O porta-voz das forças da coalizão, Turki al Maliki, indicou em um comunicado divulgado em X que o ex-líder separatista “e outras pessoas fugiram no meio da noite a bordo do navio 'Bamedhaf', que partiu do porto de Aden com destino à província da Somalilândia, na República Federal da Somália, após a meia-noite de 7 de janeiro, depois de desligar os sistemas de identificação do navio e rumar ao porto de Berbera, onde chegou às 12h00 (hora local, 10h00 na Península Ibérica)”.
O navio navega sob a bandeira de São Cristóvão e Nevis, indicou Al Maliki, ao mesmo tempo que denunciou que se trata da “mesma bandeira do 'Greenland' que transportou veículos de combate e armas para o porto de Mukala (no sul do Iêmen) a partir do porto de Fuyaira (nos Emirados Árabes Unidos)”, o que deu origem a um ataque da coalizão no final de dezembro passado, embora as autoridades dos Emirados Árabes Unidos tenham posteriormente negado que o navio em questão transportasse armas.

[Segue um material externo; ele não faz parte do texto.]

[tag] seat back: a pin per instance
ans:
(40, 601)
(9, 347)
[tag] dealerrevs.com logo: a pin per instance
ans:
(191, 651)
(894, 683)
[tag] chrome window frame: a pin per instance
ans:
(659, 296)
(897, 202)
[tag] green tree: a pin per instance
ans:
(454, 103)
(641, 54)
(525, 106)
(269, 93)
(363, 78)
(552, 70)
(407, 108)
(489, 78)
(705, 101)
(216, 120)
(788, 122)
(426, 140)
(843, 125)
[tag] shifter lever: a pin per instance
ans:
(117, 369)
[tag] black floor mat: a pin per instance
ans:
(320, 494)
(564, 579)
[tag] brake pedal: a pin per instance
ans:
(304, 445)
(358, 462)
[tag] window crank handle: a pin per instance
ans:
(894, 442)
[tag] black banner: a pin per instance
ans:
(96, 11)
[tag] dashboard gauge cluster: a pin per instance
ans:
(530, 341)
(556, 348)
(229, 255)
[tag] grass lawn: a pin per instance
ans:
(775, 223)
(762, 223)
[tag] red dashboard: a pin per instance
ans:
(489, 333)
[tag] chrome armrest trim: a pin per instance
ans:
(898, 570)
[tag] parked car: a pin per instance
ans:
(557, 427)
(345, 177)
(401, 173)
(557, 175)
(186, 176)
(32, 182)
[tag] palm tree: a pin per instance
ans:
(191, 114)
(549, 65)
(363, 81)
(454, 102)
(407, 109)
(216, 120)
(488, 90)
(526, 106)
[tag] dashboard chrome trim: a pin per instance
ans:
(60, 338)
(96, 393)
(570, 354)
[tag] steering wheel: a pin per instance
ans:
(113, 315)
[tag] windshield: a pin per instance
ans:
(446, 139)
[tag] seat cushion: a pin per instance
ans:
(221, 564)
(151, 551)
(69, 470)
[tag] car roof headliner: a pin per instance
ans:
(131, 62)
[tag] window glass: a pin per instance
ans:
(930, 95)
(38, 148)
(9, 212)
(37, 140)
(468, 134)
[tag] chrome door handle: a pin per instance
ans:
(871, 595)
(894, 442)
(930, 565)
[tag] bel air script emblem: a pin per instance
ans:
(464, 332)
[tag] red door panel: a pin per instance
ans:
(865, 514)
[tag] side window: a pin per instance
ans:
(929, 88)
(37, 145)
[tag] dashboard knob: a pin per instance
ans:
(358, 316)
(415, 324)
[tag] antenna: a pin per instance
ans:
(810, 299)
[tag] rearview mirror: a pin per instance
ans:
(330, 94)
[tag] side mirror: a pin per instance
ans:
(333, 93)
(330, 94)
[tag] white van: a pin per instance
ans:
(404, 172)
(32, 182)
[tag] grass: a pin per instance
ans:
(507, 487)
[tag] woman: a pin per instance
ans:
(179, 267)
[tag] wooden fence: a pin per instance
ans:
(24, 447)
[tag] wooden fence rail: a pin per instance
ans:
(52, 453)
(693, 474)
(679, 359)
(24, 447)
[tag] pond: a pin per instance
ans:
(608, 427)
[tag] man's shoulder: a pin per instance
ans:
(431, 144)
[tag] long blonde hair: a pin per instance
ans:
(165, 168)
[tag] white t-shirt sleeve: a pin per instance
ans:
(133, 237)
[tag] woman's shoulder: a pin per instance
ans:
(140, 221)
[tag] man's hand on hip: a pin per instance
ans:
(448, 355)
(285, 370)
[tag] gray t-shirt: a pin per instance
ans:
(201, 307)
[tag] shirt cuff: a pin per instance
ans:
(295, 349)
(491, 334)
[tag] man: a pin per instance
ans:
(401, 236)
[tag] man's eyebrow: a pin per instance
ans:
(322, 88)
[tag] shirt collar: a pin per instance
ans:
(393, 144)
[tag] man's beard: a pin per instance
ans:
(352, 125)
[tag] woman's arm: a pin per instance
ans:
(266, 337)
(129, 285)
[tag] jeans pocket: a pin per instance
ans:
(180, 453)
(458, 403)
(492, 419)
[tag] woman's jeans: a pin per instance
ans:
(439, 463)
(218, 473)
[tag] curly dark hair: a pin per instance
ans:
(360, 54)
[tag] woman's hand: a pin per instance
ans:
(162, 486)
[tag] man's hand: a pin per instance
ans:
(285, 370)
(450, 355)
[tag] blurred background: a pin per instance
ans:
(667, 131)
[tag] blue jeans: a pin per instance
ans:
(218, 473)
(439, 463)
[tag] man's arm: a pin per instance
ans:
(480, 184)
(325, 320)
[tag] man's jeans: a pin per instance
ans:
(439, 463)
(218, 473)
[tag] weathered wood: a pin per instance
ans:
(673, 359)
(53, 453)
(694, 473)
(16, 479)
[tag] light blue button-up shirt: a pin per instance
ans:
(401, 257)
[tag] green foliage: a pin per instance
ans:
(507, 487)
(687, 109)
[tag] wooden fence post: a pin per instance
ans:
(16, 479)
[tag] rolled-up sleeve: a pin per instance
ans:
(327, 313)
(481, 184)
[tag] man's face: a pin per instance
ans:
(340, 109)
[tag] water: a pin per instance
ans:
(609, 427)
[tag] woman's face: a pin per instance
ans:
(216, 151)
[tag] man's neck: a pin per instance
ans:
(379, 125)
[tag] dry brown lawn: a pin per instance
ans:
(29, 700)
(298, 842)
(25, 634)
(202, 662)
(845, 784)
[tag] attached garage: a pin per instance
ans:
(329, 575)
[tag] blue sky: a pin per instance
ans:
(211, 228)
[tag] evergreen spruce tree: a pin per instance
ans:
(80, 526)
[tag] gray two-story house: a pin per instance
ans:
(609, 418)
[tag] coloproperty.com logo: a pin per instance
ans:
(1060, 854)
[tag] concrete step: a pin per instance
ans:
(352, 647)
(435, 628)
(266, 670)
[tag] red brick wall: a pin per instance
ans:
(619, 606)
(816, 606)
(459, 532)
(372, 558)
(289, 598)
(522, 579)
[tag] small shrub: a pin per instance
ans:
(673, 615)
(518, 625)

Segundo Al Maliki, Zubaidi e seus acompanhantes viajaram da Somalilândia para a capital somali, Mogadíscio, em um avião “Ilyushin (II-76)”, e partiram por volta das 16h15 (hora local) na mesma aeronave “em direção ao Golfo Pérsico através do Mar Arábico, sem definir um destino de partida”.
“O avião desligou seus sistemas de identificação sobre o Golfo de Omã e os ligou novamente dez minutos antes de chegar ao aeroporto militar (Al Reef) de Abu Dhabi às 20h47 (hora saudita, 18h47 na Espanha peninsular)”, acrescentou, antes de salientar que “este tipo de aeronaves é frequentemente utilizado em zonas de conflito nas rotas dos países (Líbia, Etiópia e Somália)”. Al Maliki anunciou na mesma nota que as forças da coligação “acompanham de perto as informações sobre o paradeiro de algumas pessoas que (...) foram as últimas a se reunir com Al Zubaidi antes de ele fugir de Aden, como Ahmed Hamid Lamlas (ex-governador de Aden) e Mohsen al Wali (comandante das Forças de Segurança em Aden), com quem se perdeu todo o contato".
O Conselho Presidencial de Liderança do Iêmen, que lidera as autoridades internacionalmente reconhecidas no país, acusou Al Zubaidi nesta quarta-feira de cometer “alta traição com o objetivo de minar a independência da República”, de “prejudicar a postura militar, política e econômica da República” e de “formar um grupo armado e assassinar oficiais e soldados das Forças Armadas”.
A decisão foi anunciada horas depois de a coalizão liderada por Riade ter lançado “ataques preventivos limitados” no sudoeste do Iêmen, após denunciar que Al Zubaidi não tinha viajado para a Arábia Saudita para participar em conversações destinadas a reduzir as tensões, momento a partir do qual se considera que se encontra em paradeiro desconhecido.
O Departamento de Estado dos Estados Unidos anunciou que seu responsável, Marco Rubio, abordou esta questão com o seu homólogo saudita, Faisal bin Farhan, em um encontro destinado a “impulsionar a cooperação bilateral em curso” entre os dois países e após a reunião realizada em novembro entre o presidente Donald Trump e o príncipe herdeiro Mohamed bin Salmán.